= Mazhir ben Abraham =

Mazhir ben Abraham (Hebrew: מזהיר בן אברהם, died after 1191), known as Rabbi Mazhir the Third (Hebrew: רבינו מזהיר השלישי) was a senior member of the remnant of the Palestinian Gaonate in Damascus, a cantor, and a liturgical poet.

== Overview ==
Mazhir was the son of Abraham ben Mazhir, the Gaon in Damascus. Mazhir first appears in a poem of Isaac Ibn Ezra from 1142 dedicated to Mazhir's father that mentions his four children, including Mazhir. When Benjamin of Tudela visited Damascus in around 1168 he does not mention Mazhir, who had not yet assumed his position as the Third.

A letter from the Iraqi Gaon Samuel ben Ali from 1191 mentions "the honorable elderly Mazhir the Third". Scholars debate how to interpret the letter. According to Assaf and Fleischer the letter was written to Mazhir, who was then leading the Yeshiva but for whatever reason did not assume the title Gaon and remained as "The Third" (the level below Av Beit Din in the Palestinian Yeshiva). Mann disagreed and read the letter as saying that Mazhir was serving as the Third under a nephew of his, Abraham, a son of his brother Ezra.

Mazhir was also a cantor. This is known from the fact that he signs his name in one of the acrostics of his poems as "Mazhir the cantor".
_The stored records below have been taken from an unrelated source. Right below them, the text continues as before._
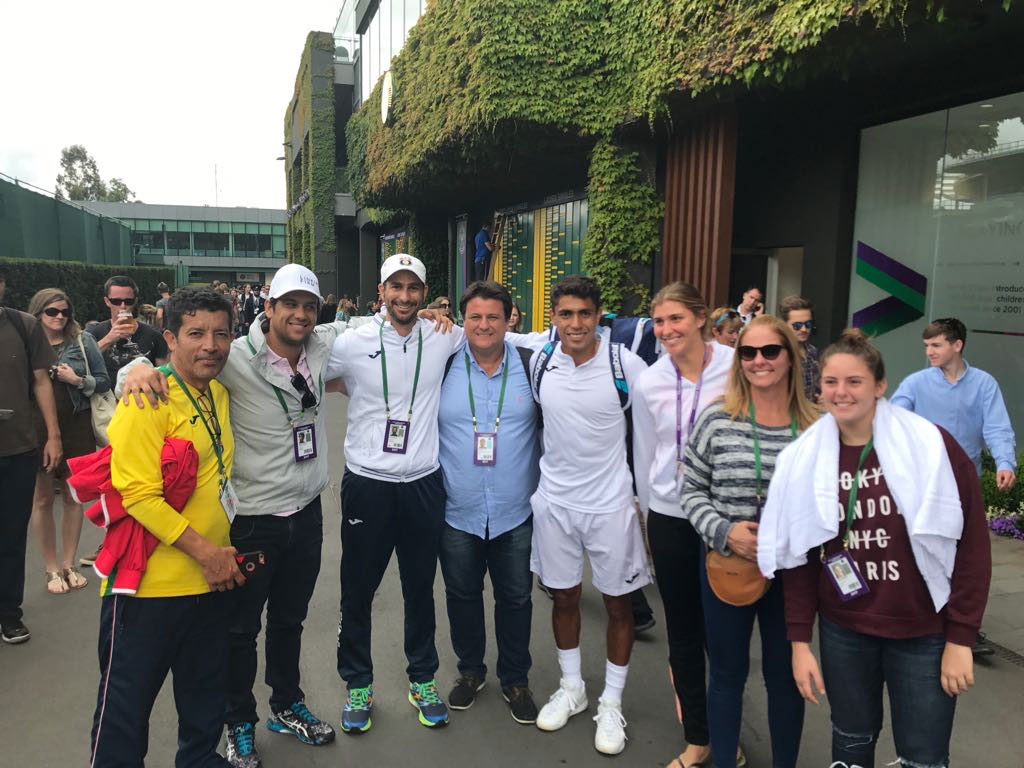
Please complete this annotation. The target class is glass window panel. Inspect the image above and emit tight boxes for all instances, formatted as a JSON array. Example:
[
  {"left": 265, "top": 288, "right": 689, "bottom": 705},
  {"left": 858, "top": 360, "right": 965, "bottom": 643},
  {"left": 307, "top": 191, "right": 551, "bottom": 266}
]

A poem in honor of Mazhir was found in the Cairo Genizah.

== Poetry ==
Mazhir was a paytan, a liturgical poet, and a number of his compositions have survived, primarily in mahzorim of the Old Aleppo Rite. His poetry has been gathered and published with critical notes by Ezra Fleischer. Mazhir is unique among paytanim in his consistent use of enjambment in his poems.